The parade was barely halfway done before people started glancing nervously up at the towering storm clouds. Talks of a thunderstorm warning passed around, but nothing in the world could dampen the youngest spectators’ spirits as they dove for handfuls of candy tossed from the floats.

There were plenty of floats that caught the eye. The OHS Women’s Swim Team rode in the back of a pontoon boat sitting on a trailer, while another featured students rocking out with instruments cut from cardboard.

Students from Wilson, Eisenhower, and Horace Mann elementaries marched with banners and their principals. One truck pulled a Pride float with its riders flying rainbow banners, and another drove alongside the OHS Human Rights Youth Chapter. The HRYC students danced and flew international flags, and held up signs with slogans like “Strength Lies in Differences, Not in Similarities.”

The Homecoming Court came staggered along the parade, riding different kinds of vehicles. While some rode in the backs of open-backed convertibles, others rode along in pickup trucks. Their friends and families shouted and followed as they made their way toward Central Park.

The sidewalks were packed, and kids had to squeeze up against each other to get their fill of candy. Most of it was the usual parade fare, small chocolates and lollipops, but a lucky few got full-sized candy bars. People on the floats were enthusiastic to throw their treats, and in some cases did it by the handful, showering people on the sidewalks.
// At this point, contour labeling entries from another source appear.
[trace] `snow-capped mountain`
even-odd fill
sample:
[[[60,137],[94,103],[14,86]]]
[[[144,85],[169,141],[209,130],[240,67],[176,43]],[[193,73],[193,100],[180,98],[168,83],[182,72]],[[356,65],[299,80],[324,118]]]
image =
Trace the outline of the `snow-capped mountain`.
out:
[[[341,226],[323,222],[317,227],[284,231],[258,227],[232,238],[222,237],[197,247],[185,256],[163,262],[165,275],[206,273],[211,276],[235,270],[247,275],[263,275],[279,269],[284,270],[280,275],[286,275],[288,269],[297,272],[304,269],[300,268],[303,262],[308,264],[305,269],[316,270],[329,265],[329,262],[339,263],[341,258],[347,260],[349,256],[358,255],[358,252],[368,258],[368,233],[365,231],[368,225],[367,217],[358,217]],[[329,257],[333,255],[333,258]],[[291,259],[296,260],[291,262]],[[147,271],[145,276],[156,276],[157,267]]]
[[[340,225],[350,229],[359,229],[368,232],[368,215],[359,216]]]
As the parade rounded onto Third Street, Central Park began to fill, and the members of the Homecoming Court lined up on the stage. Proud parents and eager friends jostled for a front-row view, and a couple men watched from the Hotel Ottumwa fire escape.

The clouds began to spit and the coronation organizers hustled to begin the ceremony, glancing at the sky from time to time.

Each member of the court was met with roars of applause, but it was clear by the sound alone who the winners of the crowns would be: Kacy Nickerson and John-David Springer both drew enormous amounts of cheers and applause when their names were announced.

As was expected based on the cheers of the crowd, Nickerson and Springer were named this year’s King and Queen. Springer’s mouth was open in a half-shocked smile as he and Nickerson posed for photographs. Springer, who is on the football team, was quickly mobbed by his teammates, while Nickerson gave hugs and took pictures with her friends and family.

The park began to clear, and right on time, the storm clouds finally broke. While most were already gone, the downpour drove the last few spectators off the streets, laughing as they ran for cover.